El ministro de Educación, Daniel Rojas Medellín, fue contundente al recordar el alcance de la decisión: “Los recursos que se aumentaron en IPC más 30 puntos, cinco veces más de lo que exigía el movimiento estudiantil, tenían que hacer base presupuestal, para que la gratuidad dejara de ser un programa coyuntural y se convirtiera en un programa estructural”. La gratuidad, que durante años fue promesa, hoy alcanza el 97% de cobertura en universidades públicas e instituciones tecnológicas.

El propio presidente dejó clara la dimensión política del momento. “Si la juventud de Colombia tiene abiertas las puertas de la universidad gratuita, porque fue nuestra promesa y lo cumplimos: la cobertura de gratuidad en la universidad pública y en las instituciones tecnológicas es del 97%”, afirmó. Y lanzó un reto que ya marca el debate nacional: “¿Por qué si pasamos de 54 a 60 en este gobierno, no podríamos pasar de 60 a 70 en el próximo gobierno?”. La cobertura pasó del 54,9% en 2022 al 60% en 2025, lo que representa 347.710 nuevos cupos creados en apenas cuatro años.

Pero el discurso no se quedó en números. Desde el Cauca, una de las regiones más golpeadas por la violencia y la exclusión, el mandatario insistió en que la educación pública es el verdadero cemento de la paz. “No podemos hablar de paz al mundo si no podemos hacer la paz de nosotros”, declaró. Y fue aún más lejos: “Una persona que sepa leer no es capaz de matar a otra persona”. Para el jefe de Estado, la universidad pública no es un gasto: es la herramienta definitiva para romper los ciclos de violencia y desigualdad.

La Ley 2568 no solo cambia una fórmula presupuestal; redefine el modelo. Incorpora recursos adicionales para ampliar cobertura, cerrar brechas regionales, fortalecer la formalización docente y consolidar la capacidad instalada de las instituciones. Vincula el crecimiento educativo al desempeño de la economía y deja una base sólida para el próximo gobierno, que recibirá un sistema con reglas distintas y con horizonte de expansión.

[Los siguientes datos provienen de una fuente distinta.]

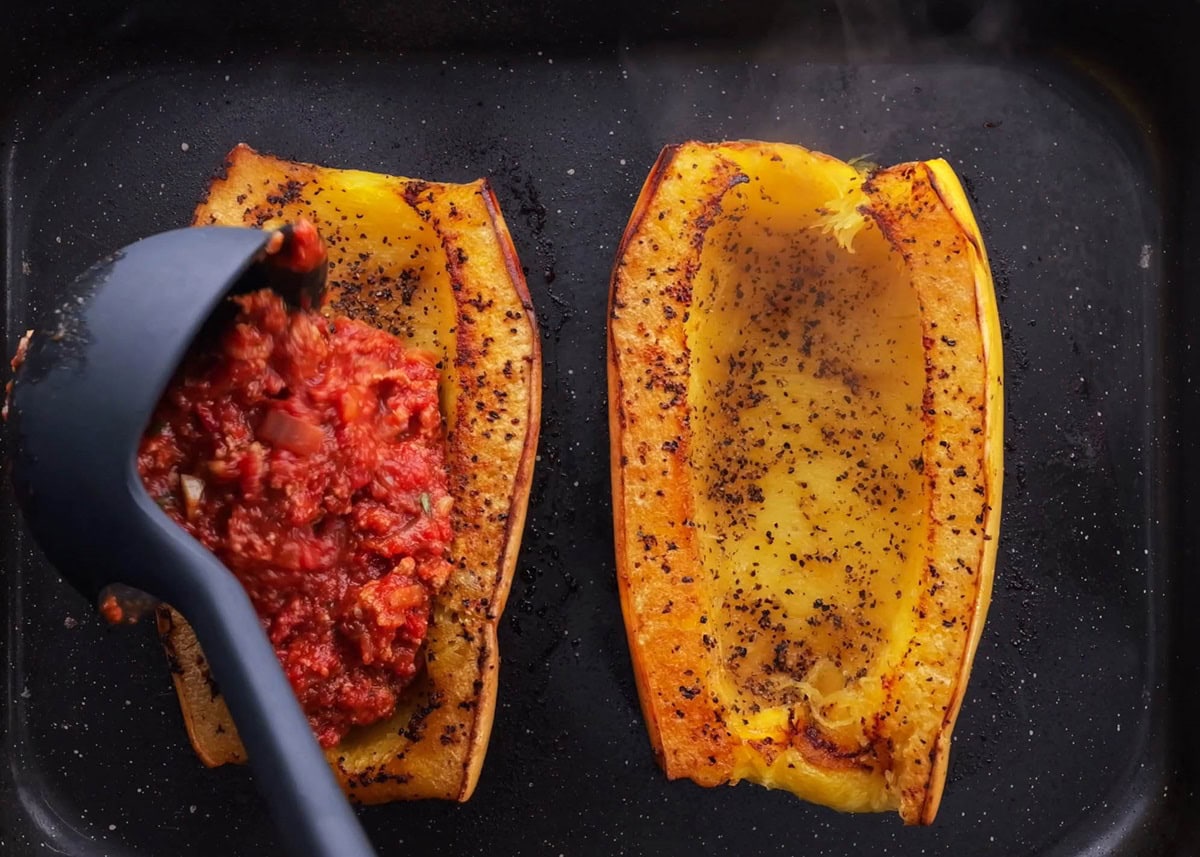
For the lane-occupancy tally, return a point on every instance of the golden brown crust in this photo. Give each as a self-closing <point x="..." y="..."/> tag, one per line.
<point x="901" y="245"/>
<point x="432" y="263"/>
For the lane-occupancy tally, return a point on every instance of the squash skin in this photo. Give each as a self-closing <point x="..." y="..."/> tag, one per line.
<point x="435" y="264"/>
<point x="702" y="723"/>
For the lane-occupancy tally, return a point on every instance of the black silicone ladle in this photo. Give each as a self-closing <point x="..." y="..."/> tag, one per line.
<point x="81" y="402"/>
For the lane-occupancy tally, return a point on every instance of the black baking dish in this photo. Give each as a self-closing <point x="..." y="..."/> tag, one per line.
<point x="1074" y="129"/>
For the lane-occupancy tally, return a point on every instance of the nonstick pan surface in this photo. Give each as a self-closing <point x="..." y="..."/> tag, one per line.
<point x="1075" y="147"/>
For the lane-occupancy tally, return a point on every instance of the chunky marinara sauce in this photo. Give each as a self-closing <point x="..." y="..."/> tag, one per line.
<point x="309" y="455"/>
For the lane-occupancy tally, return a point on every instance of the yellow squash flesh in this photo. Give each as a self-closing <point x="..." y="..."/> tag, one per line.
<point x="805" y="407"/>
<point x="432" y="263"/>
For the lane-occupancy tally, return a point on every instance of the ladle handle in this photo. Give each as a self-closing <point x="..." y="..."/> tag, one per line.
<point x="310" y="810"/>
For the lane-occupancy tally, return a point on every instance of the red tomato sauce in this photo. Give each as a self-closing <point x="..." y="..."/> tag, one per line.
<point x="309" y="455"/>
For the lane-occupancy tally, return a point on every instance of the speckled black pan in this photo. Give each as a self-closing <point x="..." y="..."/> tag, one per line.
<point x="1074" y="127"/>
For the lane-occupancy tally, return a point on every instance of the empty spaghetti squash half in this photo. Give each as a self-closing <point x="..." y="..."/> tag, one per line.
<point x="805" y="406"/>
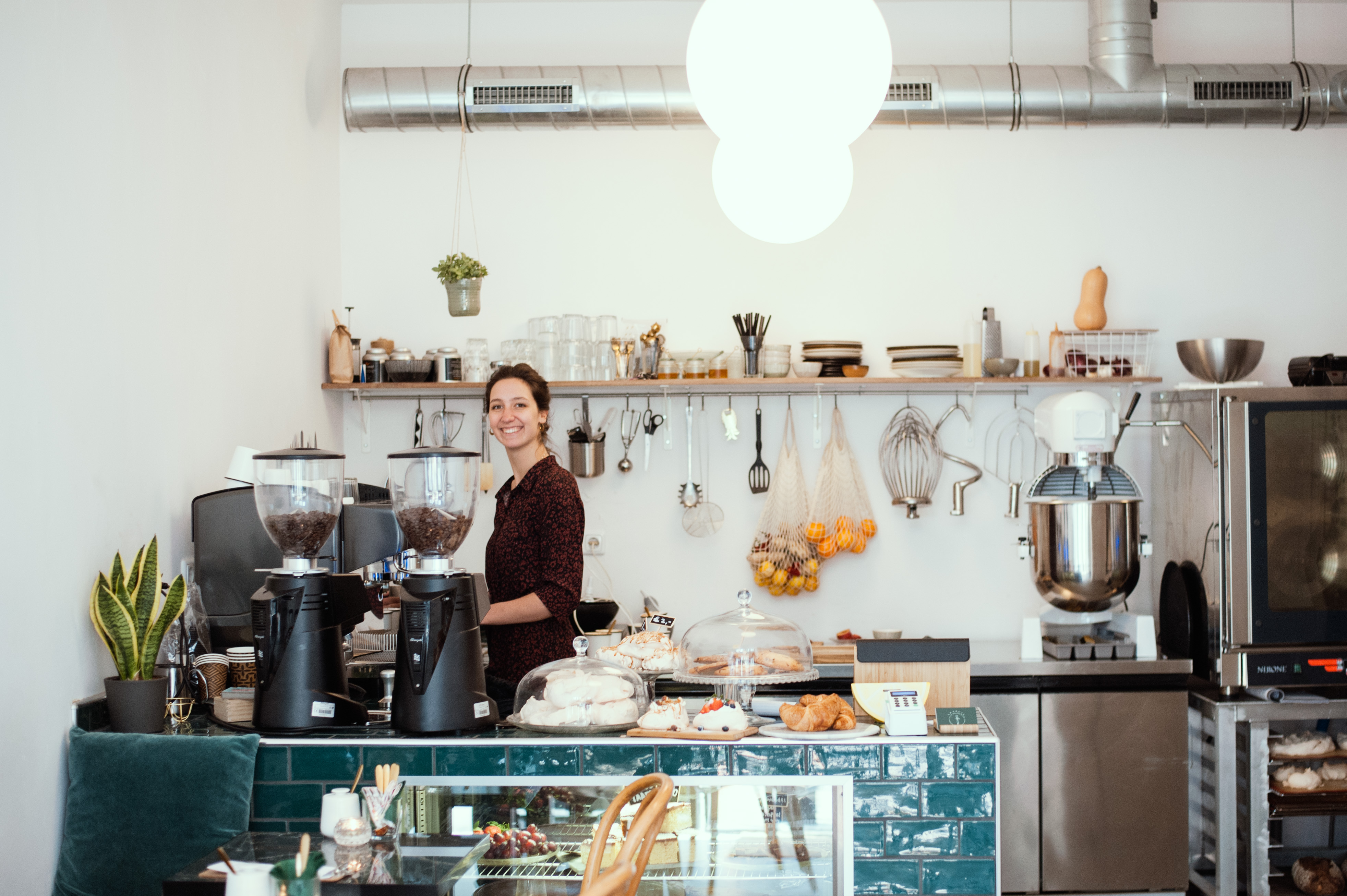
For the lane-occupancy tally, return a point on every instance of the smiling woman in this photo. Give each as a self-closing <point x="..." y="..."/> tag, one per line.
<point x="534" y="558"/>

Con esta promulgación, el Gobierno de Petro convierte en política estructural lo que durante años fue reclamo estudiantil. La educación superior pública deja de depender de una fórmula que la asfixiaba y entra en una etapa de financiación ajustada a sus costos reales. Para sus defensores, no es exagerado hablar de un antes y un después: por primera vez en décadas, la universidad pública no solo sobrevive, sino que proyecta crecer con respaldo legal y presupuestal. Y ese giro, guste o no a sus críticos, lleva la firma del actual gobierno.